Mellon Grant Supports Major Global South Initiative

Global relief map of southern hemispheres
Stamen Mapstack (http://mapstack.stamen.com)

The Andrew W. Mellon Foundation has awarded the University of Virginia $3.47 million to launch a major humanities initiative dedicated to the study of the Global South.

The College and Graduate School of Arts & Sciences will match the grant, making the initial five-year investment to launch the initiative about $7 million. The funding will go toward the creation of new courses and research focused on the connected histories and cultures of Africa, Latin America, South and East Asia and other world regions.

For scholars, the American South, the border zones of Latino/Latina study and the immigrant communities of European nations and cities are as much a part of the Global South as Nigeria or Argentina. Within the humanities, this area of scholarship studies connections across these regions as it identifies cultural spaces patterned and shaped by global histories of race, religion, empire and diaspora.

“The Mellon grant will allow the College to continue to open new areas of interdisciplinary inquiry and to expand research and teaching initiatives,” Arts & Sciences Dean Ian Baucom said. “

Studying the humanities has never been more essential to understanding the world our students will inhabit. An integrated focus on the Global South is one of the ways we can prepare students to succeed in a shared world of varied cultural perspectives and realities and to prepare them for lives of engaged cosmopolitan citizenship.”

The grant comes at a pivotal time for the College, which is undertaking a major revision of its undergraduate curriculum that aims to build on the traditions and strengths of its commitment to a liberal arts education. The initiative will support the creation of new courses and programs of study in the Global South to extend exchanges between scholars working in history, literature, philosophy and other long-standing humanities disciplines and faculty working in emerging fields such as the medical and environmental humanities.

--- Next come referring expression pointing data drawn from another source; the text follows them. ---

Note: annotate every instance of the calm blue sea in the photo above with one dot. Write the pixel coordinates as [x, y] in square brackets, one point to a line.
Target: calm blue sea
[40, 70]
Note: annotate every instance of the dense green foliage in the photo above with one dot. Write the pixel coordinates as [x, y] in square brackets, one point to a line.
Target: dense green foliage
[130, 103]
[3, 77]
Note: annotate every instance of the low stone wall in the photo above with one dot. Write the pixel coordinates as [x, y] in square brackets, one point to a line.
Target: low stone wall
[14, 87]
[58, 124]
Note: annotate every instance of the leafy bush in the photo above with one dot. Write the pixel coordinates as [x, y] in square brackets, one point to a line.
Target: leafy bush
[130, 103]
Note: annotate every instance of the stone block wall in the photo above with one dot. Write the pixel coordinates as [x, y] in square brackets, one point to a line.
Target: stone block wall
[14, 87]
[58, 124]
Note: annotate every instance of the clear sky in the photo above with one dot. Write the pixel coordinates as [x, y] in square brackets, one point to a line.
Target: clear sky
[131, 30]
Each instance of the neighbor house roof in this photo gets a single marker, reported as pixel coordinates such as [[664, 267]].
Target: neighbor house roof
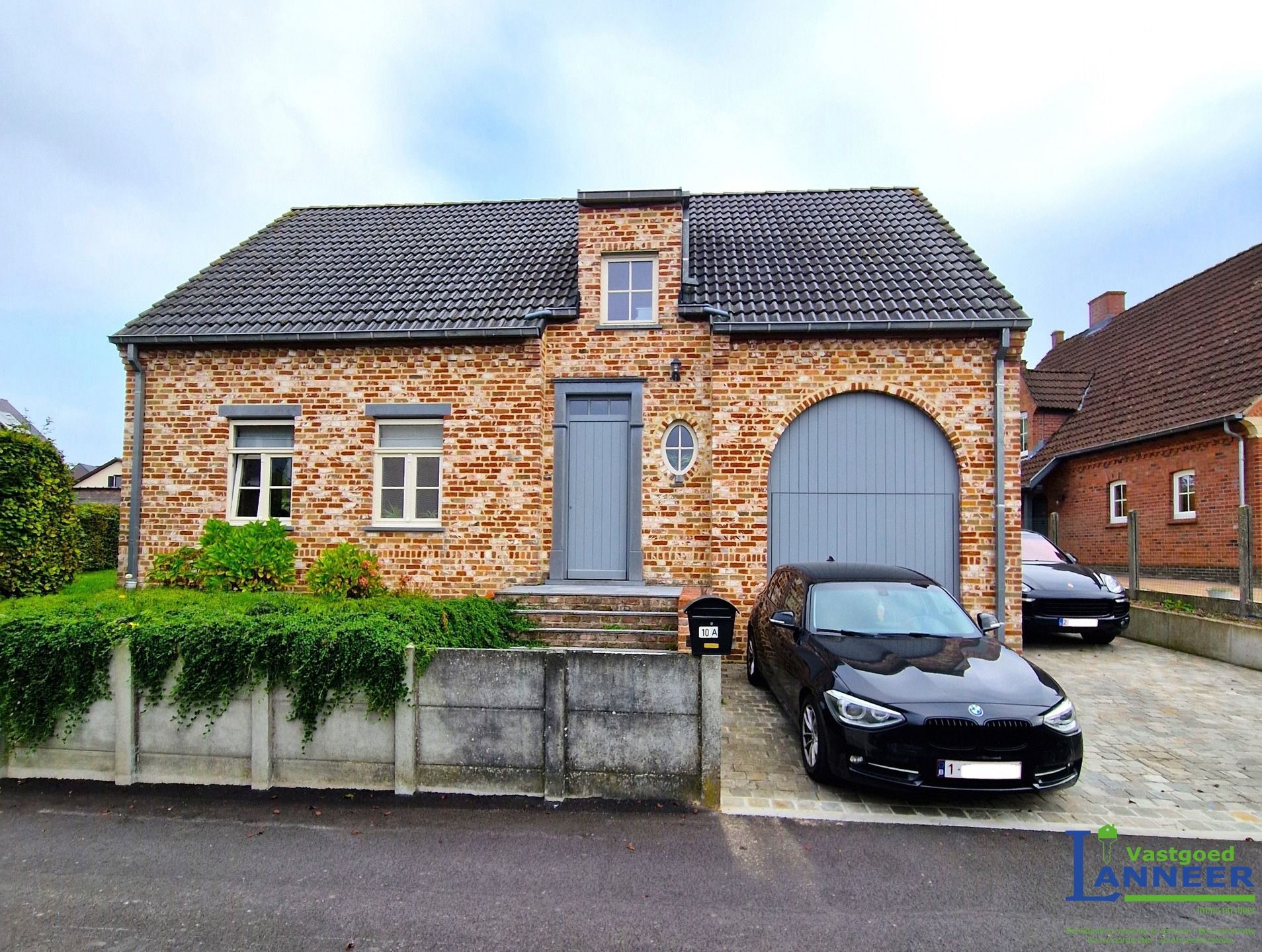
[[13, 420], [867, 258], [1187, 357], [93, 471], [1056, 390]]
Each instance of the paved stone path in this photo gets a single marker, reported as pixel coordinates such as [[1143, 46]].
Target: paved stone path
[[1173, 747]]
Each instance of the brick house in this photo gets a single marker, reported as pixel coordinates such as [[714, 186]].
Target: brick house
[[1156, 409], [631, 396]]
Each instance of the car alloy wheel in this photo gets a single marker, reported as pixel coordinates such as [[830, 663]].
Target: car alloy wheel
[[814, 743], [809, 736]]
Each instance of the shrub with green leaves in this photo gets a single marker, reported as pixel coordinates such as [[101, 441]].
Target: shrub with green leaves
[[40, 530], [99, 525], [177, 571], [54, 653], [257, 557], [345, 571]]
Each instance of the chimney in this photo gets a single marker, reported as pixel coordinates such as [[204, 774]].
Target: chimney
[[1107, 305]]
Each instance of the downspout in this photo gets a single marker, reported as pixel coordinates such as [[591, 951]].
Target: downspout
[[1240, 457], [1000, 489], [138, 454]]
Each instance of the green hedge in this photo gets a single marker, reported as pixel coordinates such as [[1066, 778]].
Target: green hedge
[[40, 531], [99, 525], [54, 653]]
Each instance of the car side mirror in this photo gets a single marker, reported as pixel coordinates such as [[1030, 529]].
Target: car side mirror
[[988, 623], [784, 619]]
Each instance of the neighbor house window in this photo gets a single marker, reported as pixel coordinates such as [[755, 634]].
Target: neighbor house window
[[1185, 495], [408, 473], [1117, 501], [631, 290], [263, 472], [679, 448]]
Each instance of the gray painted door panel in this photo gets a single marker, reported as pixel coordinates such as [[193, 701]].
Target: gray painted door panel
[[866, 478], [599, 482]]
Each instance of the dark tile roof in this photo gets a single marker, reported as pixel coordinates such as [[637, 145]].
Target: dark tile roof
[[12, 419], [807, 260], [1192, 354], [1056, 390]]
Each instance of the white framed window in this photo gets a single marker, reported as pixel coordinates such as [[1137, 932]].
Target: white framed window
[[408, 475], [1185, 495], [630, 289], [1117, 501], [679, 448], [261, 472]]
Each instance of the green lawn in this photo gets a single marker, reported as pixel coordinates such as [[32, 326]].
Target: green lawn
[[93, 583]]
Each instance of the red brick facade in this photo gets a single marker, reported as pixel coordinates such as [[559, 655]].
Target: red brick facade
[[708, 532], [1204, 546]]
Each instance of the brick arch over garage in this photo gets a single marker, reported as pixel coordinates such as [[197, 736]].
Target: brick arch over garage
[[866, 476]]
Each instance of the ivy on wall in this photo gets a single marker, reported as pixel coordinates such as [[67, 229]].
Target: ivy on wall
[[54, 653]]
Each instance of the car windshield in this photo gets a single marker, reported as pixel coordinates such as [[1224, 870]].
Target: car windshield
[[1036, 549], [888, 608]]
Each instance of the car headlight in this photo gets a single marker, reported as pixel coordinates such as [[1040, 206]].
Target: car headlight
[[1111, 583], [859, 713], [1062, 718]]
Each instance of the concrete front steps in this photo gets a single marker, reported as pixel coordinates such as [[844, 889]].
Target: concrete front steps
[[600, 615]]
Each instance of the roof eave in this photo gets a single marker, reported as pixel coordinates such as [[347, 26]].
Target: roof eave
[[864, 327], [1154, 435], [317, 337]]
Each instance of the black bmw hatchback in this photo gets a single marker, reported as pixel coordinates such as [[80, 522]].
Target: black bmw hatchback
[[1060, 596], [894, 685]]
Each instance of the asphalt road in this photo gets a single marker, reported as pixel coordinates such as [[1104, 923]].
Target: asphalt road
[[87, 865]]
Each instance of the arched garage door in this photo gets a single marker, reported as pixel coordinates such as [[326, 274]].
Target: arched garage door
[[864, 477]]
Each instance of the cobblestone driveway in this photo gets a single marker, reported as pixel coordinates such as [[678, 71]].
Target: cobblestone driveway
[[1174, 746]]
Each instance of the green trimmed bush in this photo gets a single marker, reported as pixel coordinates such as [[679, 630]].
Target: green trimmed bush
[[54, 653], [258, 557], [99, 525], [345, 571], [178, 569], [40, 530]]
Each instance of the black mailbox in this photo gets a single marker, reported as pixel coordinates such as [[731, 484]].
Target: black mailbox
[[711, 623]]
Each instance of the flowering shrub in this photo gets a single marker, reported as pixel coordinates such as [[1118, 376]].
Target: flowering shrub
[[345, 571]]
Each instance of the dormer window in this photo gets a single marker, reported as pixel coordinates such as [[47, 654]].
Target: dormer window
[[631, 289]]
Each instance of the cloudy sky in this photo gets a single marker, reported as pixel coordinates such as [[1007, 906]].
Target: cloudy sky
[[1079, 148]]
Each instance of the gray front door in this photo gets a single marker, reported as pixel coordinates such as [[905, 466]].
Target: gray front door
[[599, 483], [866, 478]]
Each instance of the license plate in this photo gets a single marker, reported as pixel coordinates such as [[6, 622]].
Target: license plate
[[980, 770]]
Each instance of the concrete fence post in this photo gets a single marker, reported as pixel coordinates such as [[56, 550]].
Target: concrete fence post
[[1132, 541], [711, 727], [1245, 537], [405, 729], [261, 736], [124, 715], [556, 664]]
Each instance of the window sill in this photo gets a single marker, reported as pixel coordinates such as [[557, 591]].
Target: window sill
[[235, 521], [403, 529]]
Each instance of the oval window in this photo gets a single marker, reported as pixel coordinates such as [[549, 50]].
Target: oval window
[[679, 448]]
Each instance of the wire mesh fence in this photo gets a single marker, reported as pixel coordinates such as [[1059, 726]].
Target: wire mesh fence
[[1187, 567]]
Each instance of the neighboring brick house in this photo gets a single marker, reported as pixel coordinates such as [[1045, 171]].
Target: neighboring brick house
[[101, 485], [1156, 409], [591, 394]]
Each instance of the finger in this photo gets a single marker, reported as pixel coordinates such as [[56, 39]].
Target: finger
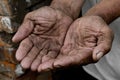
[[46, 66], [38, 60], [64, 61], [103, 45], [23, 49], [27, 61], [24, 30], [50, 55]]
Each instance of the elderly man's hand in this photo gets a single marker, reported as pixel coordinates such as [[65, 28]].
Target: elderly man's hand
[[41, 34], [88, 39]]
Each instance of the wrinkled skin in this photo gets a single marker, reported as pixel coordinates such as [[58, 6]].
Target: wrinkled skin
[[88, 39], [41, 34]]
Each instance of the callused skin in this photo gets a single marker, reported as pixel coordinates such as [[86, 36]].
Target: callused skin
[[43, 32], [87, 40], [48, 28]]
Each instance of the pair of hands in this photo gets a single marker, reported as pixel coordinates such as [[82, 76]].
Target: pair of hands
[[50, 39]]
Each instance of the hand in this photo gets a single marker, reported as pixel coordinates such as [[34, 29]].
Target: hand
[[41, 35], [87, 40]]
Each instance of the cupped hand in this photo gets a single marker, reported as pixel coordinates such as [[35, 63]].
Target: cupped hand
[[88, 39], [41, 34]]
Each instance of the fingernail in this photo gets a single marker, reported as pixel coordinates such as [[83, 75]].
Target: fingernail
[[99, 55]]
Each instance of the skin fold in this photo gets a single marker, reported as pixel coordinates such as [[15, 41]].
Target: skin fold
[[53, 40], [42, 33]]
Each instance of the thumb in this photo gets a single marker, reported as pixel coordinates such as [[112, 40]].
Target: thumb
[[104, 44], [24, 30]]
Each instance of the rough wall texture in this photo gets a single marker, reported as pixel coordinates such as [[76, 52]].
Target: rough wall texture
[[12, 13]]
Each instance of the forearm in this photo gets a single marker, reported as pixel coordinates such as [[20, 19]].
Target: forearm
[[70, 7], [109, 10]]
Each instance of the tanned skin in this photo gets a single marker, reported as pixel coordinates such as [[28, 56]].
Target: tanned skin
[[43, 32]]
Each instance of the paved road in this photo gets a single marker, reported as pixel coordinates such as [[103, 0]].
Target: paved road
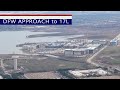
[[89, 60]]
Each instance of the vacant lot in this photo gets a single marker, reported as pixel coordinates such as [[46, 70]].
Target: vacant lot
[[111, 56], [41, 63]]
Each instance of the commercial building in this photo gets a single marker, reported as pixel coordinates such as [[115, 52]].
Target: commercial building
[[113, 42]]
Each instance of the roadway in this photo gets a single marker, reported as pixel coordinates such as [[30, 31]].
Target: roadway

At the same time, the Global South initiative aims to connect faculty and programs from across the University, including colleagues in the School of Architecture working on development and the built environment in sub-Saharan Africa and South America, to colleagues in the School of Medicine and the School of Nursing devoted to global public health and education initiatives in various parts of the Southern Hemisphere.

As part of the new effort, the College will hire a cluster of 10 tenure-track faculty members by 2020.

“We are looking to hire faculty who are experts in their fields and who are able to relate to scholars beyond their disciplines,” said Francesca Fiorani, associate dean for the arts and humanities and professor of art history, who oversaw the development of the grant application.

As an example, she offered the medical humanities. “It is a huge, emerging field where scholars in the humanities are looking at ways to work in medicine in different parts of the world,” Fiorani said. “Studies in medical humanities have included biomedical ethics and narrative medicine and have influenced new clinical practices, including the contributions of anthropology to understanding how culture shapes experiences of trauma and post-traumatic stress.”

A new Mellon Humanities Fellows program convened by the College’s Institute of the Humanities and Global Cultures will enable 50 U.Va. faculty and graduate students to conduct research and design new courses around their work. The funding also will enable the Institute to launch a series of Humanities Laboratories focused on the Global South that will draw in faculty, graduate and undergraduate students to work on collaborative, team-based research projects.

Francesca Fiorani, Associate Dean for the Arts and Humanities and Professor of Art History
Francesca Fiorani, Associate Dean for the Arts and Humanities and Professor of Art History
Dan Addison / University Communications

Fiorani and a faculty committee worked with the Mellon Foundation for several months to refine the proposal.

“One part that the committee really liked was the connection with the undergraduate curriculum reform process and the new vision the College is moving toward,” Fiorani said. “This innovative work will change the way we teach undergraduate students.”